Exploring Spotify’s Luigi to build ETL pipeline

for a movie streaming system in production

Jinglun

--

Problems with data workflow in production

Nowadays, data is the foundation of the modern business world. Data on its own is not very useful and is often stored in some form of application database that isn’t easy to use for analytics. It’s really common in a company to have to move and transform data, using them for different testing, quality assurance and monitoring in production. This data often comes from multiple sources and analyzing it from multiple sources creates great challenges for data workflow.

To transform them into a useful format, scheduled data integration, or ETL(Extraction, Transformation, Loading) is introduced to consolidate data from multiple sources and transform them into useful format. With ETL tools, data from different sources can be grouped into a single place for analytics programs to act on and realize key insights.

For example, you have plenty of logs stored somewhere on AWS S3, many of the telemetry data in multiple partitions of a SQL database, and you want to periodically take those data, extract and aggregate meaningful information and then store them in an analytics DB (e.g., Redshift). It would be ok to perform these tasks manually at the beginning but it would require some sort of automation, for example cron jobs triggered by Cloudwatch. However, cron jobs are not enough to guarantee a stable and robust performance in production.
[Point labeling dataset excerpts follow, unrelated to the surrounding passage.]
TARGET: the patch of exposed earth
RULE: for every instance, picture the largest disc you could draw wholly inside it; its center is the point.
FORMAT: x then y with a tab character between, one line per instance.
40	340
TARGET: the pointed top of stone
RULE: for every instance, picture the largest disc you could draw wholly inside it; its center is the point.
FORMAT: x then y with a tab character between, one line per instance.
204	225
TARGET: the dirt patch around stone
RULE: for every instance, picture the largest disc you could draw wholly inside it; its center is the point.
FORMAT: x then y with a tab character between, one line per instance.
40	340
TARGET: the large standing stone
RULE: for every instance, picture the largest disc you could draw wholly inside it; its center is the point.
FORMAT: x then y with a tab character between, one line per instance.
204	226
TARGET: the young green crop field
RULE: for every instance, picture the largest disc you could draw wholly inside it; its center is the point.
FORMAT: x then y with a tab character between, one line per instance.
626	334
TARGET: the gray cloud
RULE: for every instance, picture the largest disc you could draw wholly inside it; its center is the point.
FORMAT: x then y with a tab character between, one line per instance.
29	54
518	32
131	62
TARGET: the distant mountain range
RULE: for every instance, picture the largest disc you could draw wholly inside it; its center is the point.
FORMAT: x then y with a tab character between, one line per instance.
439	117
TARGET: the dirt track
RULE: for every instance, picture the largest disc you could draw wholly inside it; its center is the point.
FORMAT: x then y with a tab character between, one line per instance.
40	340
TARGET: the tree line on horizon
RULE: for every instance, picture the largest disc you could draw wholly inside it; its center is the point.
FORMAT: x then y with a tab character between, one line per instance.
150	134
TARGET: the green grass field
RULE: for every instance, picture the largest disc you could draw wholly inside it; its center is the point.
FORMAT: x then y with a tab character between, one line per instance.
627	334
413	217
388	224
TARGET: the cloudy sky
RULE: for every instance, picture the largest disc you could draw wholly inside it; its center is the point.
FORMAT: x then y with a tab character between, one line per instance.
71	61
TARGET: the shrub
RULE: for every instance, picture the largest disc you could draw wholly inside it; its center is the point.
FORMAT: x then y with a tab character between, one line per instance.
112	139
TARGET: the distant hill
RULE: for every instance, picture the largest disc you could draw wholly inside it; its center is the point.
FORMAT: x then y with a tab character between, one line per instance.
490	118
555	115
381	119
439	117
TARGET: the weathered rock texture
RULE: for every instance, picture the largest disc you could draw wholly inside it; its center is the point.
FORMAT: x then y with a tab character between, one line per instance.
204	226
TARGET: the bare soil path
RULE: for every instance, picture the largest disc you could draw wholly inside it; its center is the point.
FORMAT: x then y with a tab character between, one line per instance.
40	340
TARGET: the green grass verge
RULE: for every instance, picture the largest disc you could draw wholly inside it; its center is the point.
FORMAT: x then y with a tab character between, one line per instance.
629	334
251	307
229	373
That’s when you need some tools like Luigi to help in the design and execution of workflows to ensure analysts and data scientists all have the access to data from multiple application systems and maintain a robust performance in production.

What is Luigi

Luigi is a Python (2.7, 3.6, 3.7 tested) package that helps you build complex pipelines of batch jobs. It handles dependency resolution, workflow management, visualization, handling failures, command line integration, and much more. https://luigi.readthedocs.io/en/stable

In short, Luigi is an open-source execution framework developed by Spotify that allows you to build complex data pipelines completely in Python. It is designed to solve all pipeline problems associated with long-running batch processes that it stitches long running tasks together into pipelines with a wide toolbox of task templates(e.g. Hadoop…

--

--